The OSCE plan said Ukraine has the right to use its security forces "in a proportionate manner" to prevent violence in its standoff with pro-Moscow rebels and should adopt an amnesty law to cover any who end their occupation of public places in eastern areas and lay down their arms.

It said the OSCE chair "offers ... to coordinate further steps to implement" the Geneva deal and listed various measures the 57-nation body could help with, including mediation, disarmament, and the launch of a broad national dialogue.

The OSCE already has more than 150 civilian monitors in Ukraine. Eight European military observers from a separate OSCE-linked mission were detained by Ukrainian separatists for a week before they were freed last week.


The two-page Swiss plan said "all acts of violence must be promptly investigated and prosecuted accordingly" and that the OSCE would support such measures with a hotline and an expert team that could be operational by May 15.

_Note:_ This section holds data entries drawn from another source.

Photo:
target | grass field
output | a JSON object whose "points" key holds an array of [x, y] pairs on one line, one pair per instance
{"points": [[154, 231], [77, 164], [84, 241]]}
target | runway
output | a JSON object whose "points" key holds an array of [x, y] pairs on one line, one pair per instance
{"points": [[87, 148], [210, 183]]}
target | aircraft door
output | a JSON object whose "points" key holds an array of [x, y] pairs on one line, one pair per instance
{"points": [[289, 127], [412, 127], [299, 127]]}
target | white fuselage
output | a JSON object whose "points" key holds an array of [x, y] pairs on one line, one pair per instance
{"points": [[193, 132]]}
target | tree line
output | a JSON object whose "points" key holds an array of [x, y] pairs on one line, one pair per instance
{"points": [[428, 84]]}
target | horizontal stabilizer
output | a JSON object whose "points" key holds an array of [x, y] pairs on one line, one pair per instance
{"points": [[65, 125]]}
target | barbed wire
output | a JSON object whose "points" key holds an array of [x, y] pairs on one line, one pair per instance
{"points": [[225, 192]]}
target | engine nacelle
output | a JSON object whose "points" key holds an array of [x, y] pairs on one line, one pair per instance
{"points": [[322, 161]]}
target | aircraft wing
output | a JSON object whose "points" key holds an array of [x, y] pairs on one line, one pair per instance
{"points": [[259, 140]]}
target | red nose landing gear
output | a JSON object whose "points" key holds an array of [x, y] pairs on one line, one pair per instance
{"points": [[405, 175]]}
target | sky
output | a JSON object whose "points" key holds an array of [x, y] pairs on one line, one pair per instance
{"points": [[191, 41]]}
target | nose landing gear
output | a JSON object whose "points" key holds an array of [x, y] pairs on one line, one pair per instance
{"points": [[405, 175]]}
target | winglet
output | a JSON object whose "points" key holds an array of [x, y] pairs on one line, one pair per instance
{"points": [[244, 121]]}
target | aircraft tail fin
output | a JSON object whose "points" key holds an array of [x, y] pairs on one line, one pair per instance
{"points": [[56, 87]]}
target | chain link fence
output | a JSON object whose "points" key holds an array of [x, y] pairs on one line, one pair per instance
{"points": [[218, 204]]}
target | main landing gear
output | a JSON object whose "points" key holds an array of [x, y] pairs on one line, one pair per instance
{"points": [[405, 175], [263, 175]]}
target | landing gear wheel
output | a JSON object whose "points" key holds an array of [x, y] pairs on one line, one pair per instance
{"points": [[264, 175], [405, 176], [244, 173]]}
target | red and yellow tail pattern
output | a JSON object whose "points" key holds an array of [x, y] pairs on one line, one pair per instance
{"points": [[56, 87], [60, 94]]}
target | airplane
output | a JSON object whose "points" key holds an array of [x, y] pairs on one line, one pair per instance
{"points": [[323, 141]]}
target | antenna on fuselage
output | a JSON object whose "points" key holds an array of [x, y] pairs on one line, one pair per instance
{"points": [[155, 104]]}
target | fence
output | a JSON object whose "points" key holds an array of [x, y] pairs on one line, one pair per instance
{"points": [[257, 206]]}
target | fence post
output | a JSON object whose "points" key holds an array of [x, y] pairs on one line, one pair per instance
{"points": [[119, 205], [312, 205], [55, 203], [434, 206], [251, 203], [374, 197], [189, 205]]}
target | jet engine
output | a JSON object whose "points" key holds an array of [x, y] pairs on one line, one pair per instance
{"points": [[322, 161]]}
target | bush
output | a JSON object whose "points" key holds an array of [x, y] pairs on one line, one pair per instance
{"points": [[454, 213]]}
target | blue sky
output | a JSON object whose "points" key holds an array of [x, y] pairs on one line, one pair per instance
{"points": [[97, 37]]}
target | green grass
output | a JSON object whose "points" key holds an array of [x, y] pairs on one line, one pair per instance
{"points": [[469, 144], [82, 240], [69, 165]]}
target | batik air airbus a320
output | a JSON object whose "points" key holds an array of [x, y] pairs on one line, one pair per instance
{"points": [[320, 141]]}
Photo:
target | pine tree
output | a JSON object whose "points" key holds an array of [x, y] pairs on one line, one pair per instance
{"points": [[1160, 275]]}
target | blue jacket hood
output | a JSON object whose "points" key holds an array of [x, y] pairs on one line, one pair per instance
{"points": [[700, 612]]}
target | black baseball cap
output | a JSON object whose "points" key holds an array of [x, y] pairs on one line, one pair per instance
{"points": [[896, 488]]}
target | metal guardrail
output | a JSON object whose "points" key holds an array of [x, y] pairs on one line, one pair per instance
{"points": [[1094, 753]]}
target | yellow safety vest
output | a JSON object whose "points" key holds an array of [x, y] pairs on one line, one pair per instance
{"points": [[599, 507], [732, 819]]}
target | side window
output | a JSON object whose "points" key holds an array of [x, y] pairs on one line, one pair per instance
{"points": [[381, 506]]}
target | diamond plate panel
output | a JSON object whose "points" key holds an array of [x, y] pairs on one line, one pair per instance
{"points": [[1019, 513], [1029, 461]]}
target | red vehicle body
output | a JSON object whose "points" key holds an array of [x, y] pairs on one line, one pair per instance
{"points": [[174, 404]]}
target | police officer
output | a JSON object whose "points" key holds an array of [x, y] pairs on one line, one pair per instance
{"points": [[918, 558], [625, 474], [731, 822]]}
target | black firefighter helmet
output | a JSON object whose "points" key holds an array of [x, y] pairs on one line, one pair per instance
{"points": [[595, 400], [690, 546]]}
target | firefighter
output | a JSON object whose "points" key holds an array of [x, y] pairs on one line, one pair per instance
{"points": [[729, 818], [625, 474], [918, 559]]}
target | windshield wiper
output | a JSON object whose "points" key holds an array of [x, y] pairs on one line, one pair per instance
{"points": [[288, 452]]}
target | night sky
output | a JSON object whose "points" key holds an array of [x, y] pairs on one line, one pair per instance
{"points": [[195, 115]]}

However, amnesty would be granted to "protesters and those who have left buildings and other public places and surrendered weapons, with the exception of those found guilty of capital crimes".

Amnesty was also part of last month's Geneva agreement. But the OSCE proposal appeared more concrete in suggesting "the immediate adoption" of such a law by the Ukrainian parliament as a "confidence-building measure".

One OSCE envoy said Swiss Foreign Minister Didier Burkhalter presented the plan to European Council President Herman Van Rompuy in Brussels late on Wednesday, after Burkhalter met earlier with Russian President Vladimir Putin in Moscow.

The OSCE press office said Burkhalter had "proposed a road map with milestones and activities in order to make implementation (of de-escalation steps under the Geneva accord) more concrete, structured and effective", but it gave no detail.

Consultations were now taking place with the sides - senior OSCE officials were in Kiev on Thursday - but it was unclear when, if and in what form the proposal would be made public.

The pro-Western leaders who took over Ukraine in February after its Moscow-backed president fled to Russia amid mass protests said on Thursday they would not talk to "terrorists" - their term for the separatists.

Russia called on the West to press Ukraine's government to talk to its foes, saying the OSCE peace proposals would have a better chance of success if the Kiev authorities hold "a truly respectful, equitable conversation" with their opponents.

In a foreign ministry statement, Russia dangled the prospect of unspecified compromises on its part in exchange for such Western pressure. Moscow says Kiev must halt a security operation in the east and hold nationwide talks on constitutional reform that the Kremlin hopes would grant more power to Ukraine's provinces and keep it out of NATO forever.


In a surprise move, Putin called on the rebels on Wednesday to postpone their planned referendum on self-rule to create conditions for dialogue between Kiev and the east on what has become the worst East-West standoff since the Cold War.

But the pro-Russian separatists voted on Thursday to hold Sunday's vote in spite of Putin's call.

While the Swiss plan underlined the need to refrain from actions contrary to Ukraine's "basic security interests", it did not call for any specific measures by Russia, for example regarding the troops the West says it has amassed near Ukraine.

It said OSCE monitors would help mediate between "illegally armed groups" and Ukrainian authorities on disarmament, release of hostages, return of seized buildings and other issues.

A broad national dialogue would cover "decentralization, local self-governance, language and national minorities" and other topics, the Swiss road map said, adding that a series of "public high-level round tables" would be launched immediately.

Ukraine's parliament "is encouraged to take stock of the outcomes of the national dialogue and submit key elements for further work on the constitutional process to a nationwide plebiscite," it said.